Gotta play ’em one game at a time

I dragged myself into work this morning, after having taken the last two days as sick days. On the way in, I made my usual Starbucks stop. It was busy, as it usually is these days. Aaron, the manager, had gone to last night’s game. He sounded a lot like me, but I suspect that his voice was due to shouting in the cold air and not because of germs. He is going again tonight, because “when you work fulltime, you have money.” While I and the other customers awaited our beverages, a bustling market for comparing ticket prices was going on among the crowd. There was at least a factor of two in price quotes, but that doesn’t account for seat location differences either.
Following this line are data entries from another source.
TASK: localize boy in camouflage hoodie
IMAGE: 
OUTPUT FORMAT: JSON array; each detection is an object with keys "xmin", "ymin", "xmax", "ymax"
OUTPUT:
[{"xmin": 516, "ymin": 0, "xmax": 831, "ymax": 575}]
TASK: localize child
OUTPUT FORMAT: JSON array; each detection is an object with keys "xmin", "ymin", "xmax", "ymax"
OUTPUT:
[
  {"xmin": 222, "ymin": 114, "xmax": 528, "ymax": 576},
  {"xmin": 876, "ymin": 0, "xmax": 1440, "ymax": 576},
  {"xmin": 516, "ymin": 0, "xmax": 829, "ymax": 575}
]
At work there was a palpable sense of excitement, partially leftover from last night’s game and partially in anticipation of tonight’s. Dragging myself back into the land of the living, after having lived the last two day’s at death’s door, people seemed so much so, friendly, outgoing and cheerful. Speaking of death’s door, an advisory on the morning drive’s radio, warned about the increased chance of heart attacks, when a town experiences a big sporting event, like the World Series. So root for the Cardinals, but don’t get too excited about it.

At lunch, a rousing discussion erupted that parsed the minutia of last night’s game. Fact checking was aided and arguments settled with the Post’s sports section, which naturally was also today’s front page. A great bit of photo-journalism really made the front page. Most of it is taken up with a picture of Chris Carpenter lying across first base and also sideways across the fold, all the while staring at the camera. A Post article about Fox’s game coverage explained why Fox is both happy and disappointed with last night’s game. In the Series, Fox manages to squeeze in almost three-minutes of commercials before each half-inning. This is thirty-seconds longer then in the regular season. Every time Cardinals manager, Tony La Russa makes a pitching change, Fox goes to commercial break. Fox likes Tony, because he is capable of making up to three pitching changes in an inning. What Fox did not like about last night’s game was its ending time, 10:13 CT. Fox has calculated that peak ratings are hit between 10:15 CT and 10:30 CT, after primetime, but before bedtime.

My commute home was snarled almost all the way home. The stadium’s gates opened at five, which was just about the time I hit the road. After several detours, and a stop at the store, I made it home. I popped the pizza in the oven and commenced to blogging. I’m finishing writing this post, after dinner, with just minutes before the game. Go Cards!